Les six jeunes ont depuis été libérés sous caution. La photographe de mode Reihane Taravati, qui faisait partie du groupe, a annoncé sa libération mercredi soir.

La question des libertés publiques et des droits des femmes est revenue au centre des débats depuis l'élection en juin 2013 d'Hassan Rohani, alors que l'Internet est filtré par les autorités qui bloquent la plupart des accès aux réseaux sociaux, comme Facebook et Twitter.

L'Iran est pourtant l'un des pays du Moyen-Orient les plus connectés avec plus de 30 millions d'utilisateurs d'internet. Et plus de 55% de la population - 77 millions d'habitants - a moins de 30 ans.

- Droit au bonheur -

Ce religieux modéré avait fait campagne pour davantage de libertés culturelle et sociale dans la République islamique. Il a notamment demandé à la police de faire preuve de tolérance au sujet du voile.

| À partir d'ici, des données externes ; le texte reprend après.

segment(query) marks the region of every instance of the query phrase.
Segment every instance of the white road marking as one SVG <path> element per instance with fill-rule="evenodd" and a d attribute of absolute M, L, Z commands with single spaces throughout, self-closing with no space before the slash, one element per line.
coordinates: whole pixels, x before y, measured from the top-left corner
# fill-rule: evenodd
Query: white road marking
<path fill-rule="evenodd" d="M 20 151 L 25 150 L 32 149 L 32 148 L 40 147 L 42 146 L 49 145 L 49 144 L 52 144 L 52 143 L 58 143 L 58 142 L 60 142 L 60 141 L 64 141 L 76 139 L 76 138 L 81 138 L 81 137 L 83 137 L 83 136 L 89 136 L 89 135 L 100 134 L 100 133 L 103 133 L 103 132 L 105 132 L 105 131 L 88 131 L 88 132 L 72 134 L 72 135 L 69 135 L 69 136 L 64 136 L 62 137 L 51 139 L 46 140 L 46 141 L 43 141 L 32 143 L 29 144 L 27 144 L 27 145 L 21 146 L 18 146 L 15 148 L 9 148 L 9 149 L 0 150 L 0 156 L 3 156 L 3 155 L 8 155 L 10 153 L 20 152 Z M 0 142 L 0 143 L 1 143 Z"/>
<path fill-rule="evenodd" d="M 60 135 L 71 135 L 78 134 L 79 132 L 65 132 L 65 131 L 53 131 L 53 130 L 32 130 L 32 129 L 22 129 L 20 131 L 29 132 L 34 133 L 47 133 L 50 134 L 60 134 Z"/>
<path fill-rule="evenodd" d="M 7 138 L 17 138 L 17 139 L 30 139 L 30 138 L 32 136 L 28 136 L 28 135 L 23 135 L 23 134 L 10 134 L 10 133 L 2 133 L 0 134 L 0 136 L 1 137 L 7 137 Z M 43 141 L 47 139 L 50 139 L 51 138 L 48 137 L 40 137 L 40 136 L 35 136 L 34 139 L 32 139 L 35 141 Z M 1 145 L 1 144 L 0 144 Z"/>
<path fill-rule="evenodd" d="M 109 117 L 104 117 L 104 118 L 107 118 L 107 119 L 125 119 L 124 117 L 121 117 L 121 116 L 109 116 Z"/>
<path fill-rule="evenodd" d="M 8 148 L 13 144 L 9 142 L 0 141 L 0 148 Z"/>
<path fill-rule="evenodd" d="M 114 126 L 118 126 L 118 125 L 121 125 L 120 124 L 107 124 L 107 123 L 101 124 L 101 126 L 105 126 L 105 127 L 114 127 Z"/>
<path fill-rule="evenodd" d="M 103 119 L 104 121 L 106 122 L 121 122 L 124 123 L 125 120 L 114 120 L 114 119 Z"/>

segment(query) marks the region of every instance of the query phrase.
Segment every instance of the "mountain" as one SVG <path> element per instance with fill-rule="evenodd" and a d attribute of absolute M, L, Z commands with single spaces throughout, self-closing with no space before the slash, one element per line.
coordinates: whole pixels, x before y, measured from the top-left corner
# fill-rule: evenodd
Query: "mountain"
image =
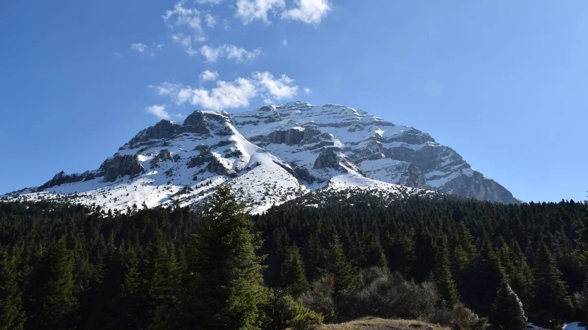
<path fill-rule="evenodd" d="M 190 205 L 227 183 L 253 213 L 318 190 L 437 191 L 517 203 L 455 150 L 353 108 L 297 101 L 229 115 L 195 111 L 139 132 L 94 170 L 60 172 L 3 196 L 106 208 Z"/>

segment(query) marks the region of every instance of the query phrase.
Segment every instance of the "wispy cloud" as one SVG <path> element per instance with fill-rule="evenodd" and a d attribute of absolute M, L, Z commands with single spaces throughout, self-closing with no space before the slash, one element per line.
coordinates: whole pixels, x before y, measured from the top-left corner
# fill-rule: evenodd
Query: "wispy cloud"
<path fill-rule="evenodd" d="M 147 50 L 147 45 L 145 43 L 141 43 L 138 42 L 137 43 L 131 43 L 131 49 L 133 50 L 136 50 L 139 53 L 144 53 L 145 50 Z"/>
<path fill-rule="evenodd" d="M 298 6 L 282 13 L 282 18 L 318 25 L 331 11 L 328 0 L 296 0 Z"/>
<path fill-rule="evenodd" d="M 332 10 L 329 0 L 295 0 L 295 6 L 286 8 L 285 0 L 237 0 L 235 16 L 243 25 L 256 19 L 270 23 L 270 14 L 282 19 L 300 21 L 318 25 Z"/>
<path fill-rule="evenodd" d="M 237 0 L 236 15 L 243 24 L 248 24 L 256 19 L 269 23 L 268 12 L 279 11 L 286 6 L 284 0 Z"/>
<path fill-rule="evenodd" d="M 178 105 L 189 104 L 211 110 L 247 106 L 258 96 L 269 102 L 272 98 L 290 98 L 298 90 L 294 80 L 288 76 L 282 75 L 276 79 L 267 72 L 256 72 L 249 78 L 239 78 L 232 82 L 218 80 L 216 87 L 211 89 L 170 83 L 149 87 L 159 95 L 169 96 Z"/>
<path fill-rule="evenodd" d="M 223 45 L 216 48 L 208 45 L 202 46 L 200 48 L 200 53 L 206 59 L 206 62 L 216 62 L 219 58 L 226 57 L 228 59 L 235 60 L 238 63 L 252 62 L 262 52 L 259 48 L 249 51 L 234 45 Z"/>
<path fill-rule="evenodd" d="M 200 4 L 201 5 L 218 5 L 220 2 L 222 2 L 224 0 L 196 0 L 196 2 Z"/>
<path fill-rule="evenodd" d="M 204 15 L 204 21 L 209 28 L 214 28 L 217 23 L 216 18 L 209 14 Z"/>
<path fill-rule="evenodd" d="M 185 1 L 181 0 L 173 6 L 173 9 L 165 11 L 163 16 L 163 22 L 172 28 L 187 26 L 192 31 L 193 39 L 195 41 L 203 41 L 205 38 L 201 12 L 196 8 L 186 8 L 184 7 L 184 4 Z"/>
<path fill-rule="evenodd" d="M 153 115 L 159 119 L 167 119 L 168 120 L 181 119 L 186 117 L 180 113 L 170 113 L 165 110 L 165 105 L 153 105 L 146 107 L 145 112 Z"/>
<path fill-rule="evenodd" d="M 209 71 L 206 70 L 203 71 L 199 76 L 201 79 L 204 81 L 216 80 L 219 78 L 219 73 L 216 71 Z"/>
<path fill-rule="evenodd" d="M 169 119 L 169 113 L 165 111 L 165 106 L 153 105 L 145 108 L 145 111 L 160 119 Z"/>

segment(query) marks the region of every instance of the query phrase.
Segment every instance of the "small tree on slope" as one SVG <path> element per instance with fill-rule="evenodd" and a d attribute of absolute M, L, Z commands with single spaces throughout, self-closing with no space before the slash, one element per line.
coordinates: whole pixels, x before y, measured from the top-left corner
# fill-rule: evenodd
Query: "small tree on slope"
<path fill-rule="evenodd" d="M 495 328 L 509 330 L 522 330 L 527 325 L 523 303 L 510 288 L 508 280 L 500 281 L 493 305 L 490 322 Z"/>
<path fill-rule="evenodd" d="M 228 187 L 219 186 L 204 221 L 188 258 L 188 297 L 178 328 L 260 328 L 269 292 L 262 277 L 263 257 L 255 254 L 261 240 L 245 206 Z"/>

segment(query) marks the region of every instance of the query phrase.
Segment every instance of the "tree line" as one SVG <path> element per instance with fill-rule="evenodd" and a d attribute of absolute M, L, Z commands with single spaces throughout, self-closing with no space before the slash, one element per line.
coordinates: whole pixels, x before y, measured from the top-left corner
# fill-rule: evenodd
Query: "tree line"
<path fill-rule="evenodd" d="M 0 203 L 0 329 L 586 318 L 583 203 L 318 198 L 253 217 L 226 187 L 200 210 Z"/>

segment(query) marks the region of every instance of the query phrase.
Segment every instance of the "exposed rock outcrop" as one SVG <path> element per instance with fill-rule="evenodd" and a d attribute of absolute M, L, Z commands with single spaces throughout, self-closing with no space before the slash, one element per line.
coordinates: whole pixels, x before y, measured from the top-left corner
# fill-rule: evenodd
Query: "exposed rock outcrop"
<path fill-rule="evenodd" d="M 319 154 L 319 156 L 316 157 L 316 160 L 315 160 L 315 164 L 313 166 L 313 168 L 315 170 L 318 170 L 319 169 L 326 169 L 327 167 L 338 169 L 341 166 L 339 161 L 339 157 L 337 154 L 332 150 L 326 150 L 321 151 L 320 153 Z"/>
<path fill-rule="evenodd" d="M 102 182 L 113 182 L 119 177 L 129 176 L 133 177 L 145 171 L 145 168 L 139 162 L 137 155 L 115 155 L 102 163 L 98 170 L 103 173 Z"/>

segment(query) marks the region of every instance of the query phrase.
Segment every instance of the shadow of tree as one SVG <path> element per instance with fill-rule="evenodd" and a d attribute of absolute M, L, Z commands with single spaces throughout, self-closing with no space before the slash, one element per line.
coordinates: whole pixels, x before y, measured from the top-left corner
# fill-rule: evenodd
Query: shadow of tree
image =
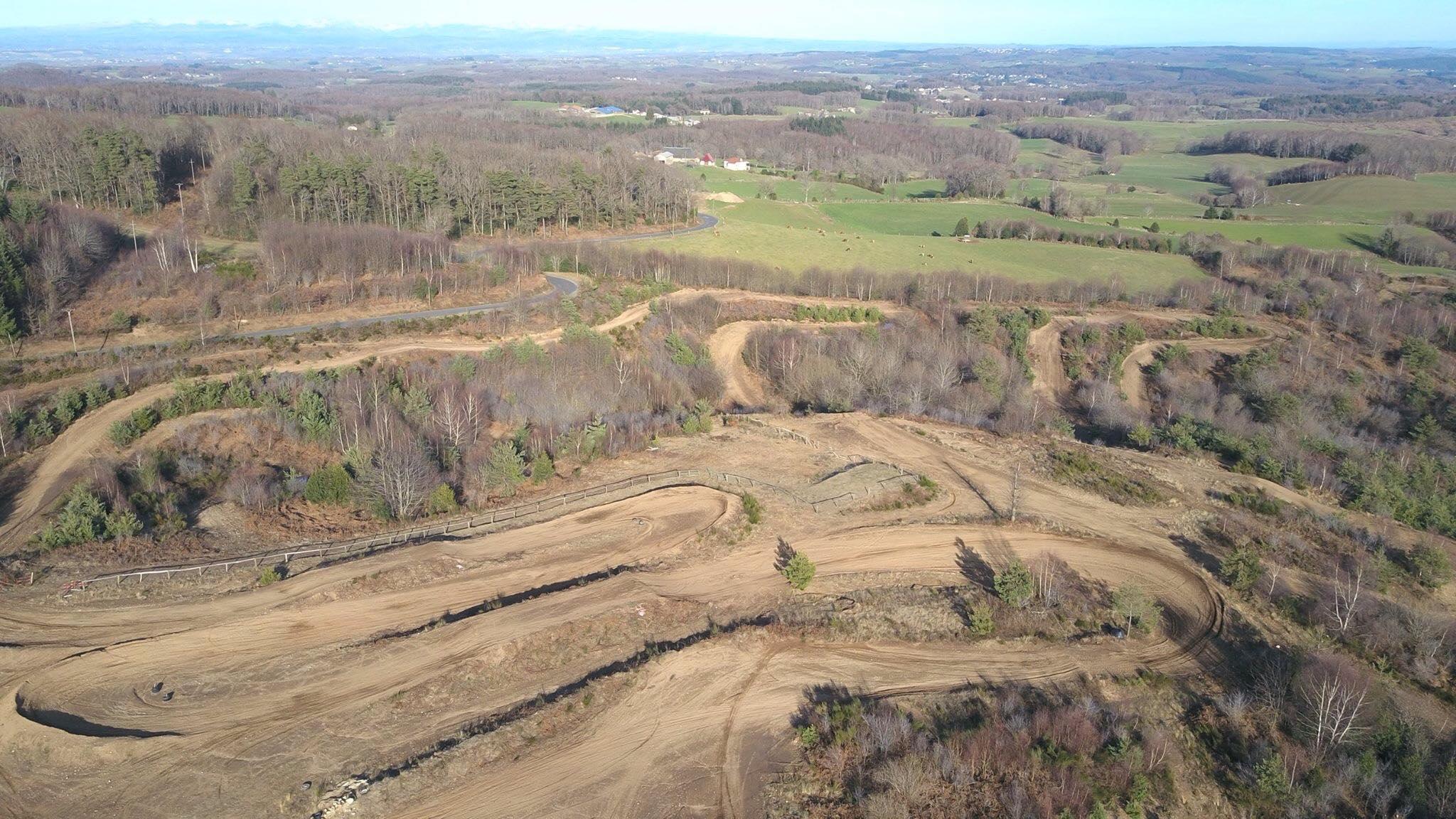
<path fill-rule="evenodd" d="M 992 564 L 986 563 L 986 558 L 965 545 L 965 541 L 961 538 L 955 539 L 955 565 L 961 570 L 961 577 L 965 577 L 968 583 L 980 586 L 987 592 L 993 589 L 996 571 L 992 570 Z"/>
<path fill-rule="evenodd" d="M 779 546 L 773 551 L 773 568 L 783 571 L 789 561 L 794 560 L 795 551 L 788 541 L 779 538 Z"/>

Mais récemment, plusieurs milliers de personnes ont manifesté à Téhéran pour réclamer la stricte application du port du voile et protester contre une page Facebook où une centaine d'Iraniennes ont posté des photos d'elles non voilées dans les lieux publics.

En mars, le guide suprême iranien, l'ayatollah Ali Khamenei, avait mis en garde contre "l'invasion" de valeurs culturelles occidentales qui menace celles de la République islamique.

La semaine dernière, M. Rohani a toutefois affirmé que l'Internet devait être "une occasion de faciliter les communications, améliorer l'efficacité et créer des emplois".

Son compte Twitter (@HassanRouhani), qui appartiendrait à des proches conseillers du président, a également envoyé un message de soutien aux jeunes fans de Pharrell Williams.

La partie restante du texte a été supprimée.